Bob had 15 miles to go, and we still had 5 ahead of us, so we parted ways with photos and smiles.  We walked through town and worked on finding our trailhead.

We hiked in and it was more gravel path, which is really nice for walking because you can keep long strides without breaking momentum.  I kept an eye on the gps this time to make sure we were on the right track.  We were moving fast and steady until we got to and amazingly steep decline that made me feel part mountain goat.  The rest of the path had sheer drop offs as we walked the switchbacks further into the forest.  

It was really beautiful, but we didn’t have time to stop and enjoy much of it.  We were pushing to get to the campground where there were rumored to be showers.  There weren’t really any god spots to stop and sit anyway.  We originally weren’t going to hit the campground tonight, and it’s good we did because I never did see a suitable place to set up.
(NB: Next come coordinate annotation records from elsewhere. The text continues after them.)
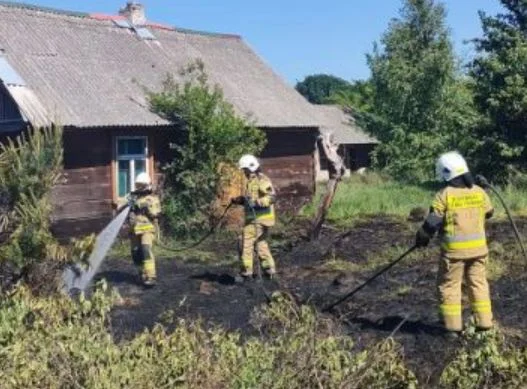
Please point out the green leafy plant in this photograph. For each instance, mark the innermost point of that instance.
(211, 134)
(30, 166)
(486, 361)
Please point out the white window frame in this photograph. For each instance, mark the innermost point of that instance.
(131, 158)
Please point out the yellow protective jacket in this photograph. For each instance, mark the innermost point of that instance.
(261, 197)
(464, 213)
(145, 210)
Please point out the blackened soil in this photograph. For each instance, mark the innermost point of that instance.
(402, 301)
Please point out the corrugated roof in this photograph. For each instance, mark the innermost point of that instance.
(333, 119)
(86, 71)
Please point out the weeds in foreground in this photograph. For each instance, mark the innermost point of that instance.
(486, 361)
(57, 343)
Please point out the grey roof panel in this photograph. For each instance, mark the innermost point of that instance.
(144, 33)
(8, 75)
(89, 72)
(122, 23)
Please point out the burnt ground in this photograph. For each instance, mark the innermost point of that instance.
(194, 289)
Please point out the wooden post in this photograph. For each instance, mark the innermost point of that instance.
(336, 171)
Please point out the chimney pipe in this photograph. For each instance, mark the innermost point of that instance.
(134, 12)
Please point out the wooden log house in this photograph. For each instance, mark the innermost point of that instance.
(86, 72)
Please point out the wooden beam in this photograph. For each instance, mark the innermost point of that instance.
(336, 170)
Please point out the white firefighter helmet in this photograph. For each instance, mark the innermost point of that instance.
(143, 179)
(249, 162)
(451, 165)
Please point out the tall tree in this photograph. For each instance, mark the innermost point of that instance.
(317, 88)
(500, 74)
(418, 97)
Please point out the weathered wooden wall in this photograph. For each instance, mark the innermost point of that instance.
(354, 156)
(288, 159)
(85, 200)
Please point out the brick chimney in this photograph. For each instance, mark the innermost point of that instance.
(134, 12)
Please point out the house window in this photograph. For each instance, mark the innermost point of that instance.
(131, 158)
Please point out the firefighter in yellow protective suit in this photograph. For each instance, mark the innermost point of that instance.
(459, 212)
(258, 202)
(145, 209)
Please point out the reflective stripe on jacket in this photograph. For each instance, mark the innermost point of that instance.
(261, 195)
(463, 211)
(145, 210)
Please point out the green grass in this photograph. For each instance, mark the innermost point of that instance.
(374, 194)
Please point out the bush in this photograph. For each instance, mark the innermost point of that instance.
(30, 166)
(211, 134)
(486, 361)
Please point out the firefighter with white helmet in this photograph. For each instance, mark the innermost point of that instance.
(258, 201)
(459, 212)
(145, 209)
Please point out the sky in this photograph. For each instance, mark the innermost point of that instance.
(298, 37)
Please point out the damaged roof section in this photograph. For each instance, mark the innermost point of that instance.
(28, 104)
(342, 125)
(90, 71)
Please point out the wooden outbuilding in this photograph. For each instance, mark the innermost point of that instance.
(354, 144)
(87, 72)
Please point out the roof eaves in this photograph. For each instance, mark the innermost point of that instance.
(33, 7)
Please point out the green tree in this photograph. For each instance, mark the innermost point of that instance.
(357, 97)
(420, 104)
(211, 133)
(500, 74)
(318, 88)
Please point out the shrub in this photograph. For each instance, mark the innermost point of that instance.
(211, 134)
(486, 361)
(30, 166)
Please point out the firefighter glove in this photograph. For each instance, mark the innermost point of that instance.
(240, 200)
(422, 238)
(482, 181)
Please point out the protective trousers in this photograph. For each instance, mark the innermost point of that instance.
(449, 281)
(253, 236)
(143, 256)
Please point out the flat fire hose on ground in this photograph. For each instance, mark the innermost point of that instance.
(484, 183)
(368, 281)
(75, 278)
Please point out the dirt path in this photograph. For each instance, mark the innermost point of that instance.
(197, 290)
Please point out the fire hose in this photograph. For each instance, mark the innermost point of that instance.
(369, 280)
(484, 183)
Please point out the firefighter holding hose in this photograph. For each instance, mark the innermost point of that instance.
(258, 202)
(458, 213)
(145, 209)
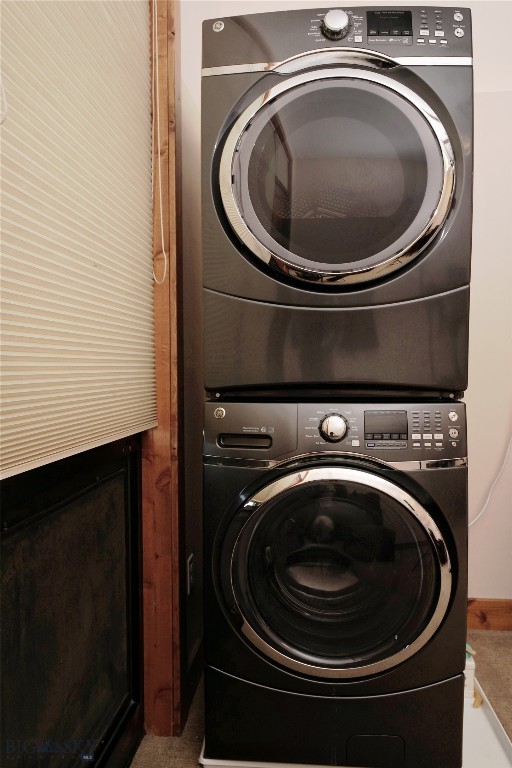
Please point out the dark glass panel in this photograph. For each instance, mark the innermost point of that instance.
(336, 173)
(339, 574)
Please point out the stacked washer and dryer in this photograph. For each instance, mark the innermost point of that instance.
(336, 208)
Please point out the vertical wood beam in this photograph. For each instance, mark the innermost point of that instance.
(160, 509)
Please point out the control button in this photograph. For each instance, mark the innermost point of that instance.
(333, 427)
(335, 24)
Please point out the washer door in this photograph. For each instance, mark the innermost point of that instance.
(337, 176)
(338, 572)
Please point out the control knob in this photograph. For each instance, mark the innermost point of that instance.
(333, 427)
(335, 24)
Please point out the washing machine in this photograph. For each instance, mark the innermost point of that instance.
(337, 201)
(335, 583)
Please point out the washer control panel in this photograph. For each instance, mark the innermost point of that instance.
(390, 431)
(421, 430)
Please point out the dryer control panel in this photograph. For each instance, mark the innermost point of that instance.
(393, 432)
(395, 31)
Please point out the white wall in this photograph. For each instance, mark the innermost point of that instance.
(489, 397)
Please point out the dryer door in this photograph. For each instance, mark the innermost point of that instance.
(338, 572)
(337, 176)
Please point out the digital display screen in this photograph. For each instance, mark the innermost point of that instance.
(391, 23)
(385, 423)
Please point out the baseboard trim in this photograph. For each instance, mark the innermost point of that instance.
(489, 614)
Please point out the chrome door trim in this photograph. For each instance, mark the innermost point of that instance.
(317, 58)
(405, 466)
(314, 274)
(406, 500)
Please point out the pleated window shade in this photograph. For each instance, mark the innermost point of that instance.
(77, 296)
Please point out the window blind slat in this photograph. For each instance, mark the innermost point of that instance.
(77, 351)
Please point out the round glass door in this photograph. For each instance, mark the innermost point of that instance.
(337, 176)
(339, 573)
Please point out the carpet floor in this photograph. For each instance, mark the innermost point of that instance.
(493, 671)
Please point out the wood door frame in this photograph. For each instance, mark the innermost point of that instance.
(160, 479)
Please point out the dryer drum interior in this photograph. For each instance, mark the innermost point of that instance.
(338, 572)
(337, 176)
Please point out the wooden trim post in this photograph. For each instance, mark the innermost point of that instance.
(160, 508)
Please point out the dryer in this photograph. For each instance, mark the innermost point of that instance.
(337, 200)
(335, 583)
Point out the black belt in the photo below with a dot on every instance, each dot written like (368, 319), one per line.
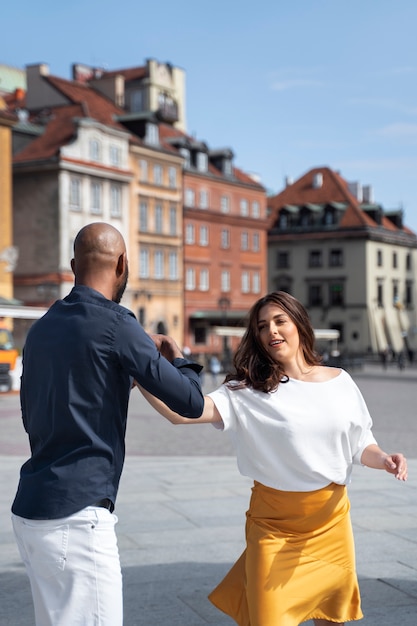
(106, 503)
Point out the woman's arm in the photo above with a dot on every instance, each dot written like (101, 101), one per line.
(376, 458)
(209, 415)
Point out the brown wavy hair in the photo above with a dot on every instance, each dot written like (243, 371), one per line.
(254, 366)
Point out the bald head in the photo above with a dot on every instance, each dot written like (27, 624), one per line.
(100, 259)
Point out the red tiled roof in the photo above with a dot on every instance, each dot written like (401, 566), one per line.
(167, 132)
(130, 73)
(95, 104)
(58, 132)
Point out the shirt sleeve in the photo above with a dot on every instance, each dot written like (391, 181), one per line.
(177, 384)
(363, 436)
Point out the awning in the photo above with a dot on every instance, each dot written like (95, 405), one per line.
(219, 315)
(326, 333)
(229, 331)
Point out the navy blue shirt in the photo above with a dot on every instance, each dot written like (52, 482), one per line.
(79, 362)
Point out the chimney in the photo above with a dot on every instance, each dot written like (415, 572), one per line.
(368, 194)
(355, 189)
(318, 180)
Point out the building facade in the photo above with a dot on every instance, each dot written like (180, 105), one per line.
(352, 264)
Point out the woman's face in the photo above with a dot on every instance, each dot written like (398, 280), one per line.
(278, 333)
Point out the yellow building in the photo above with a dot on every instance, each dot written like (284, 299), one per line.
(7, 252)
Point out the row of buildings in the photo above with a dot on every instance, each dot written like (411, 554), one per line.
(204, 239)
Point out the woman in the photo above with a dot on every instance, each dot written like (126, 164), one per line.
(298, 427)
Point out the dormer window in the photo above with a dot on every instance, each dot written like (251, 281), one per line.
(329, 218)
(152, 134)
(185, 153)
(95, 150)
(227, 167)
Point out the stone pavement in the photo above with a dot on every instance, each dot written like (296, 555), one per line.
(181, 526)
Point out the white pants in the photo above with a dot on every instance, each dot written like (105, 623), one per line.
(74, 568)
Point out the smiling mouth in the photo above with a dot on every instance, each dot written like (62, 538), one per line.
(276, 342)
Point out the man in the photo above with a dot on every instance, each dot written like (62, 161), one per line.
(79, 363)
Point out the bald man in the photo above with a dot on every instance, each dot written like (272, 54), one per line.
(79, 363)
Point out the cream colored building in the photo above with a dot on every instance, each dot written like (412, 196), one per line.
(350, 263)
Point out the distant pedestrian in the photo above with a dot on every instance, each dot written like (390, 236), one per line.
(214, 367)
(298, 427)
(79, 363)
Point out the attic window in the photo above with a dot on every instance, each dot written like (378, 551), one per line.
(95, 150)
(152, 134)
(227, 167)
(186, 154)
(202, 162)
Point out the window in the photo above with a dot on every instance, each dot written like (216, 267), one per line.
(227, 167)
(283, 220)
(190, 279)
(114, 155)
(143, 167)
(143, 216)
(204, 280)
(256, 282)
(225, 204)
(172, 220)
(136, 101)
(144, 263)
(159, 264)
(315, 295)
(95, 200)
(244, 208)
(115, 201)
(395, 296)
(173, 266)
(203, 199)
(203, 235)
(189, 197)
(225, 239)
(158, 218)
(336, 258)
(283, 260)
(152, 134)
(202, 162)
(200, 335)
(256, 209)
(75, 194)
(244, 241)
(225, 281)
(185, 153)
(190, 234)
(172, 177)
(408, 262)
(329, 218)
(245, 282)
(94, 150)
(157, 174)
(409, 293)
(336, 294)
(314, 258)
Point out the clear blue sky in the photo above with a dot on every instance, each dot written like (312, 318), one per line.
(287, 85)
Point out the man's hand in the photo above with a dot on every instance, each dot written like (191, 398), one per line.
(167, 347)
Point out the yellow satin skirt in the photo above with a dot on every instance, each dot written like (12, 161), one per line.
(299, 562)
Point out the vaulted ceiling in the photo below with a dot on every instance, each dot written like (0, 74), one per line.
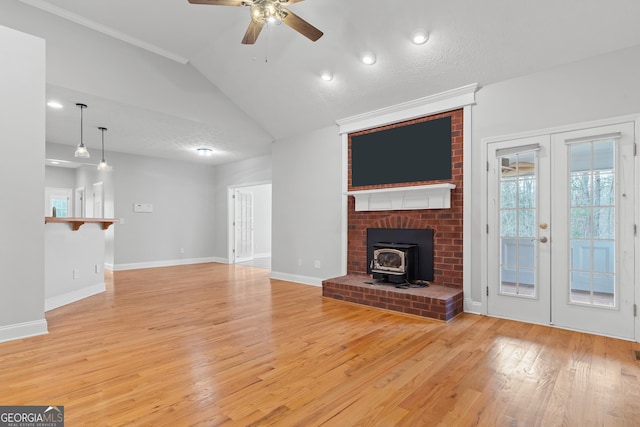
(208, 89)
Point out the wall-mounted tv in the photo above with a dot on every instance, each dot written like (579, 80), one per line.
(412, 153)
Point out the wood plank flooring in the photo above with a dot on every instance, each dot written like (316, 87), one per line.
(215, 344)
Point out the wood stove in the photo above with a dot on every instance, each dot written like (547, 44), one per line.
(400, 255)
(394, 262)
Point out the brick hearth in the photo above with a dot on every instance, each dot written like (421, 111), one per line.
(435, 301)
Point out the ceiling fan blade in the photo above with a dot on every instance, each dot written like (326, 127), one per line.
(252, 33)
(300, 25)
(219, 2)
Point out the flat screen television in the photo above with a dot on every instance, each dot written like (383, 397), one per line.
(412, 153)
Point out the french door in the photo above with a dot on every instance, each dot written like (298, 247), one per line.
(561, 230)
(243, 226)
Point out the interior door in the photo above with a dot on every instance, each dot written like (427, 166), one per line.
(561, 230)
(243, 226)
(519, 211)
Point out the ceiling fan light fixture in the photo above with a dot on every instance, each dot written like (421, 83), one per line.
(419, 37)
(266, 12)
(327, 76)
(368, 58)
(81, 150)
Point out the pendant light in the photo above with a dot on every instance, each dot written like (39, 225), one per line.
(81, 151)
(103, 166)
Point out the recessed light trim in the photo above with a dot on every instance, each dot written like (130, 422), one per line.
(368, 58)
(204, 151)
(419, 37)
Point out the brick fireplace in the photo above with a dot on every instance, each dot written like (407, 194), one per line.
(443, 298)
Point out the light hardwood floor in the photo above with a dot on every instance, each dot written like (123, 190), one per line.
(215, 344)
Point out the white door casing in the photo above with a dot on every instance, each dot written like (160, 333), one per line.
(562, 251)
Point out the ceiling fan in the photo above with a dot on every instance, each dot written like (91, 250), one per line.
(268, 11)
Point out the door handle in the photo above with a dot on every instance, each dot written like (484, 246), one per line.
(543, 239)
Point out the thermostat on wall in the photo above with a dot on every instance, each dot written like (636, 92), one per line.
(142, 207)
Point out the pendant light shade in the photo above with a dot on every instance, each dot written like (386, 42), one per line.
(103, 166)
(81, 150)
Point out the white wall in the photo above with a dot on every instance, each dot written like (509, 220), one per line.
(22, 136)
(66, 250)
(97, 64)
(307, 206)
(597, 88)
(244, 173)
(60, 177)
(183, 217)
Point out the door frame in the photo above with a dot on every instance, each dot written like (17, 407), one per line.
(231, 216)
(484, 217)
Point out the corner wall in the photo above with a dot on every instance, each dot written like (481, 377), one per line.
(307, 207)
(22, 139)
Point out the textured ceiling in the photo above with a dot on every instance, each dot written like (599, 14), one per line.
(272, 90)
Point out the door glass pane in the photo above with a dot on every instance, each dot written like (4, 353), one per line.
(518, 199)
(592, 223)
(62, 206)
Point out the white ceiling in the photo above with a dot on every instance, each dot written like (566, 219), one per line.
(273, 90)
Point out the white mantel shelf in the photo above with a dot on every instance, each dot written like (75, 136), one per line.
(435, 196)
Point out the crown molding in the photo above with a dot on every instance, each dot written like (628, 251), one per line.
(432, 104)
(70, 16)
Down we went until we got below the bluffs to a natural cave that was really cool.  Not long after we had flat gravel again and we marched and marched.  Our packs were considerably heavier with all the new food, and the heaviest they’d be all trip.  We were really pushing the limits of our endurance – and then we reached the hill.  We knew we were close to the campground, but it was all going to be uphill from here.

I was pouring sweat and felt like dropping and dying right there in the side of the path.  Arbor eventually spied a picnic table through the trees and we walked straight in to a campsite.  We got our bearings and a nice couple, Jeff and Renita pulled up in their van.  We asked them about the showers and they explained that they were down by the electric sites, as this was the primitive camp.  We asked for directions and we learned that it was quite a hike with a big uphill section.  My eyes must have rolled out of my head, because they offered to drive us down there.

They were actually returning from town to buy a tarp, since they heard that rain was headed our way.  With that news, we quickly set up camp, grabbed our shower kit and our dirty laundry and jumped in the van for a blissful ride once again.  They were from Wheaton on their way to Kansas and had children only slightly older than our own.  This is their first trip away without kids!  We told them about our trip and we were suddenly at the shower house.  

The shower was warm and wonderful and I got clean for the first time in far too long.  We were prepared to wash up when we camped in the woods, but with all the rain lately, it’s the last thing you want to worry about.  We also washed a set of clothes, because they were developing a rather pungent funk.  I hope it doesn’t take too many days before they’re dry. 

We hoofed it back to the primitive sites, another half mile or so away.  The only consolation was the beautiful lake along our path.  The rain was coming in light spurts, and we made it back to camp just before dark, giving us time to make dinner and retreat to our hammocks.

This was a crazy long entry and it’s already 10:30.  I am usually a pretty strident night owl, but at the moment 10:30 seems far too late to be awake.